Wednesday, October 20, 2010

dancing with tears in my eyes

You know when your whole life feels like the worst hair day ever? Your hair - source of confidence and swagger - usually looks great (and it has to, because you have nothing else going for you in the looks department let's be real) but for some reason the universe decided to take a giant shit all over the one thing that provides a steady source of comfort and joy in your life (which is now full of misery and woe).  Your hair is flat, it's frizzy, you are essentially a caveman with a better vocabulary. and the worst part is that people try and tell you it looks fine. Fine. We all know what fine means. Fine means average, oftentimes below. Leonardo DiCaprio wouldn't even be able to convince me otherwise. and if he can't do it, no one can.

he is our generation's greatest cryer
It doesn't just stop at a bad hair day, though. You start to notice the little things like the close placement of your eyes on your face (when the fuck did that happen) and that tiny bump on the bridge of your nose that must have popped up overnight. Your hands are meatier than ever and your fucking eyebrows are uneven. Your outlook on your appearance, your accomplishments, on life itself, has shifted.  No longer rose colored glasses, instead you're wearing those light-sensitive prescription shades your grandma wore after she got that eye operation. You are now sensitive to happiness and joy. You are me when I was 16.

Also, Lady Gaga is practically the same age as you but she's about five billion times more successful and weird and interesting than you will ever be. Even Ke$ha found a way to make that party girl lifestyle work in her favor but you could never pull that off anyway because you're not tall, thin and blonde. Also because the smell of tequila brings back memories of that time you got a little too friendly with your bff's new roommate at that party 2 years ago. Then you remember that you totally ignored that guy even though there was nothing essentially wrong with him because you are constantly self sabotaging and never really think you deserve to get what you want (the Rolling Stones told us we can't always get it; but sometimes that's our own fucking fault, Mick Jagger). Then you projectile vomit everywhere. So since your fear of failure gets in the way of just about EVERYTHING, alll you can do is sit on the internet for hours and forget what real sunshine looks like because the only time you ever see it is in pictures on Tumblr taken by someone with a life and a job and true love and happiness. and then you wind up crying into your cat at night because he's the softest, warmest body in close proximity and you will die just like that.

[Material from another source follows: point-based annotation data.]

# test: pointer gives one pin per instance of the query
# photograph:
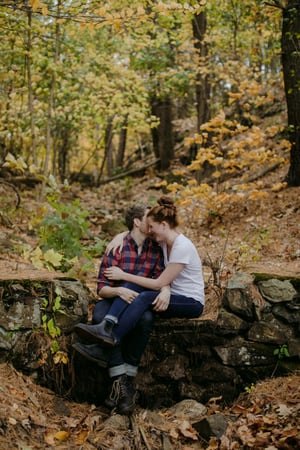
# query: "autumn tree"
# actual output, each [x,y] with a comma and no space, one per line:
[291,70]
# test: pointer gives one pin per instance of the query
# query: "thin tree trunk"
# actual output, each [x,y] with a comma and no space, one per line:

your cat will grow to loathe and resent you
Yeah, I understand. I get it. Because you're me.

You need a change. I need a change. I crave a change. I crave change; I am broke. I am bored. but I can be vibrant!

Stop cynicism! Conan told you so. Believe in yourself!  Conjure up a sudden burst of motivation that's been seriously lacking lately, but was always bubbling right beneath the surface, just like in the movies! Take all your cues from fictional characters and situations! Life is yours to seize! Win it Twist it Pull it Bop It

But it's not like the movies (thanks Katy Perry), it's never that easy. but it's time to do something about it. Because comparing yourself to Lady Gaga or Janis Joplin or Bar Refaeli or that bitch you always hated who's actually doing pretty fucking well for herself (sometimes they don't peak in high school), is never going to accomplish anything.  Pretending to be hot shit has never worked in my favor due to crippling self doubt and lack of grace, so it's time to start full on believing it.

Or maybe just chug some vodka and fake it with some liquid confidence until you have truckloads of glitter and a record deal.